The comment will have 2 Windows linebreaks now in places where original Unix linebreaks existed.
8. Maybe some side bug or so, would be nice if somewone will confirm it. If to repeat steps 5-7 for the same comment many times, sometimes for some line TC saves the single linebreaks, so saved comment may have a look like this:

Code: Select all

2020-09-09 16:40:18 Low memory clear event!

2020-09-09 16:40:18 Low memory clear event!
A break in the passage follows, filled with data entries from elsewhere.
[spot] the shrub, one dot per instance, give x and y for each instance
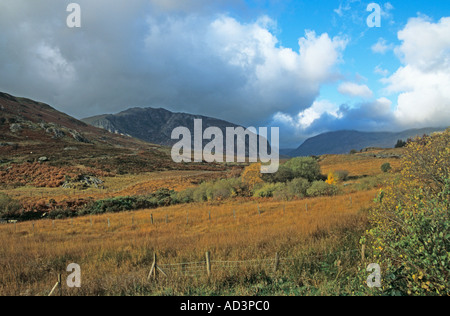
(341, 175)
(9, 208)
(410, 226)
(386, 167)
(298, 187)
(304, 167)
(321, 188)
(267, 190)
(331, 179)
(284, 174)
(400, 144)
(251, 175)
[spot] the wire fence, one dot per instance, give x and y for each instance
(275, 264)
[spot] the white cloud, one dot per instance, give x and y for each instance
(381, 47)
(380, 71)
(308, 116)
(355, 90)
(182, 56)
(423, 81)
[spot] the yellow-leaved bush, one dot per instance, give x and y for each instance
(410, 226)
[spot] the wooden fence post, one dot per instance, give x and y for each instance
(57, 285)
(363, 253)
(208, 263)
(155, 267)
(277, 263)
(60, 284)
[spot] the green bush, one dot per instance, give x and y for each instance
(386, 167)
(410, 225)
(321, 188)
(284, 174)
(298, 187)
(186, 196)
(161, 197)
(219, 190)
(304, 167)
(268, 189)
(9, 208)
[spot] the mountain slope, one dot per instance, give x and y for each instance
(36, 137)
(342, 142)
(152, 125)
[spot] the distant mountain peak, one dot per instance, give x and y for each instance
(343, 141)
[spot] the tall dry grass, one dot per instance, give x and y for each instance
(116, 259)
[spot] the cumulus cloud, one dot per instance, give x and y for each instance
(355, 90)
(182, 55)
(381, 47)
(423, 80)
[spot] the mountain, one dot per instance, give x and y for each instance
(156, 125)
(342, 142)
(33, 133)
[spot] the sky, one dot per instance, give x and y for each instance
(307, 67)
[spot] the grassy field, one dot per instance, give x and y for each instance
(316, 239)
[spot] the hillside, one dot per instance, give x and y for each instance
(156, 125)
(42, 146)
(342, 142)
(152, 125)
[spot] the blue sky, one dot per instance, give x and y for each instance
(305, 66)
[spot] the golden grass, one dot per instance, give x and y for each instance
(357, 165)
(122, 185)
(113, 258)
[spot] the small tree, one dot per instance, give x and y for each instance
(8, 206)
(304, 167)
(400, 144)
(386, 167)
(252, 175)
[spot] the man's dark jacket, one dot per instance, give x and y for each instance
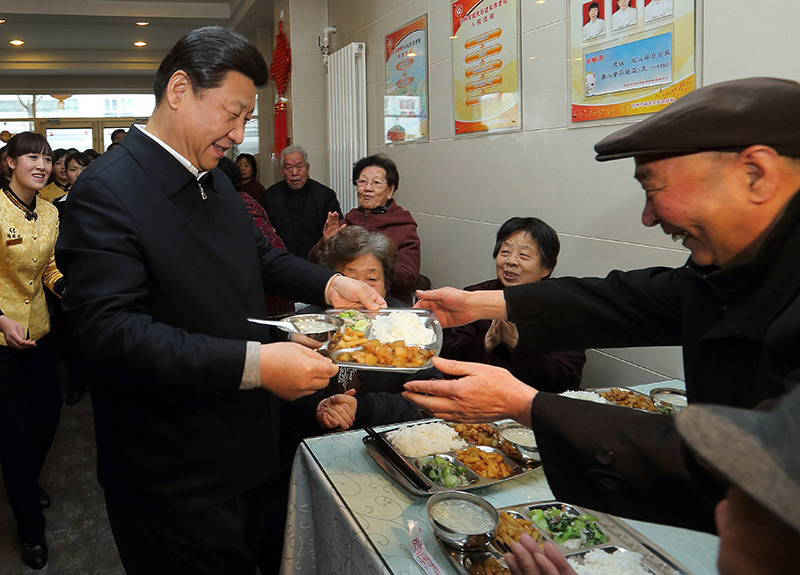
(160, 285)
(299, 215)
(740, 332)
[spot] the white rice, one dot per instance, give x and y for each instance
(403, 325)
(426, 438)
(620, 562)
(585, 395)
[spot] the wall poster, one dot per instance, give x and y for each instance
(406, 96)
(630, 56)
(485, 66)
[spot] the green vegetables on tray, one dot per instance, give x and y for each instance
(571, 531)
(355, 320)
(442, 472)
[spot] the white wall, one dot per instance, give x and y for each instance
(461, 190)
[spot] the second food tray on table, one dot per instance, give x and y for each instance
(621, 538)
(413, 473)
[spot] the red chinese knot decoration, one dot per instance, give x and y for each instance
(281, 67)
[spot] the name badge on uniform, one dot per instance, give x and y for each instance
(13, 237)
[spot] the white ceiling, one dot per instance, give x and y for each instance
(87, 45)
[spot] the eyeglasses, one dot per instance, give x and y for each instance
(362, 183)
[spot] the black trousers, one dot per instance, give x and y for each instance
(30, 408)
(217, 540)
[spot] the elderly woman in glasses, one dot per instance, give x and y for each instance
(376, 179)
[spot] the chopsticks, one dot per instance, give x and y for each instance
(402, 465)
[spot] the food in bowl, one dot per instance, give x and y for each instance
(395, 354)
(488, 464)
(402, 325)
(477, 433)
(486, 564)
(462, 516)
(570, 531)
(424, 439)
(520, 436)
(462, 520)
(443, 472)
(600, 562)
(355, 320)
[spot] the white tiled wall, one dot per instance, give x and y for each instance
(461, 190)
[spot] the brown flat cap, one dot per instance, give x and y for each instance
(725, 117)
(755, 450)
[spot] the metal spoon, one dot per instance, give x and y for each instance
(284, 325)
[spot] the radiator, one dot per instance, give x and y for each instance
(347, 119)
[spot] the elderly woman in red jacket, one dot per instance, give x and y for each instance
(376, 179)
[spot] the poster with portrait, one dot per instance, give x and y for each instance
(486, 96)
(406, 94)
(623, 14)
(594, 19)
(638, 65)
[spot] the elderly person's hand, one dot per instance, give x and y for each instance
(305, 340)
(456, 307)
(482, 393)
(14, 333)
(346, 292)
(527, 558)
(331, 227)
(493, 337)
(290, 370)
(337, 411)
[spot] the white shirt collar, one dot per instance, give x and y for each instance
(184, 162)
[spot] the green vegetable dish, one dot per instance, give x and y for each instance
(442, 472)
(571, 531)
(355, 320)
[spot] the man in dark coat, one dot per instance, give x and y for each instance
(165, 266)
(721, 172)
(299, 206)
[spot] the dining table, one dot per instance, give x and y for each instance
(346, 515)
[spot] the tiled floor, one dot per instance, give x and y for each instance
(78, 535)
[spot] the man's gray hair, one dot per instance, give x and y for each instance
(294, 150)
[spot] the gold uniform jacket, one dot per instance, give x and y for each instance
(27, 258)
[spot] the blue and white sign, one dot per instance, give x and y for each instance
(639, 64)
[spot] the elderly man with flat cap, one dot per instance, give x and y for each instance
(720, 171)
(755, 454)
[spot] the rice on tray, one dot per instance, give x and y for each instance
(425, 438)
(585, 395)
(401, 325)
(621, 562)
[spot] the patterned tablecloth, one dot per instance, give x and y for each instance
(346, 516)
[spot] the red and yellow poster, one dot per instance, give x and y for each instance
(485, 66)
(630, 56)
(406, 95)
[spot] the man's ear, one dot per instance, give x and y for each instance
(178, 88)
(761, 165)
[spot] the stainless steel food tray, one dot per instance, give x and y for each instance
(428, 319)
(620, 536)
(518, 466)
2020-09-09 16:41:30 tcApplication: onCreate
2020-09-09 16:41:35 PlayIntentReceiver.onReceive: com.ghisler.PlayPause

2020-09-09 16:41:35 showPlayerNotificationIfNotVisible
Test case 2.

Do the same steps 1-7 for following text saved with Unix linebreaks:

Code: Select all

2020-09-09 16:30:41 =====================================
2020-09-09 16:30:41 MediaPlayerActivity: onCreate
2020-09-09 16:30:41 Low memory clear event!
2020-09-09 16:30:41 MediaPlayerActivity:onResume
2020-09-09 16:30:41 MediaPlayerActivity: onWindowFocusChanged (hasFocus)
2020-09-09 16:30:41 MediaPlayerActivity: adjustPlayerWindow: w=0, h=0, windowh=0
2020-09-09 16:30:41 MediaPlayerActivity: onResizeListener
Results:
  • In step, 4 the comment will be saved with visible "\n" text instead of any kind of new lines.
    The tooltip for the comment will also show the "\n" text instead of actual linebreaks.
  • In step, 7 the comment will be saved with visible "\n\n" text instead of any kind of new lines.
    The tooltip for the comment will also show the "\n\n" text instead of actual linebreaks.
It's not clear which save method (replaceing Unix linbreaks to Windows likebreaks, or to visible "\n" sequence) is intentional here, but in both cases the saved comment doesn't look like the text which we just pasted in Edit Comment field.
Obviously, if invisible linebreak would get autoconverted either to Windows linebreak or to "\n" sequence when the text is pasted, there would be no intention to create the lines in the Edit Comment dialog manually, which leads to unexpected and unpredictable result.
I reported about that unexpected behavior of Edit Comment editbox in September, 2020 by email (at that time I also didn't know that sometimes comments with Unix lines could be saved with "\n" as in a test case 2), but Christian just explained the reasons of curren behavior which I think is unexpected:
Christian Ghisler by email wrote:This happens because the text file is in Unix/Linux format, and Notepad doesn't convert it to Windows line breaks (CR/LF) when copying to the clipboard. The regular edit box of the comment field does not support Unix line breaks.
P.S. Alsthough in TC 10 beta 1/1a there is a change in the copying of the text with Unix lines form Lister, it doesn't seem to have any impact on results of reproduce steps above.

Edit: My configuration:
Windows 7 32-bit SP1 Russian;
Total Commander settings for comments:
Comment type: descript.ion
Preferred type: "Plain text+UTF-16"
"DOS Charset" - tested with enabled and disabled, doesn't seem to make any impact both for existing and new comments woth test text examples.
In Edit Comment dialog: "Use OEM (DOS) font" checkbox is unchecked.
Last edited by DrShark on 2021-03-15, 15:25 UTC, edited 2 times in total.
Donate for Ukraine to help stop Russian invasion!
Ukraine's National Bank special bank account:
UA843000010000000047330992708
gdpr deleted 6
Power Member
Power Member
Posts: 872
Joined: 2013-09-04, 14:07 UTC

Re: Inconsistencies when saving comments with Unix lines

Post by *gdpr deleted 6 »

What file comment method do you have configured in TC? Do you use files.bbs? Or descript.ion, and if so, which variant?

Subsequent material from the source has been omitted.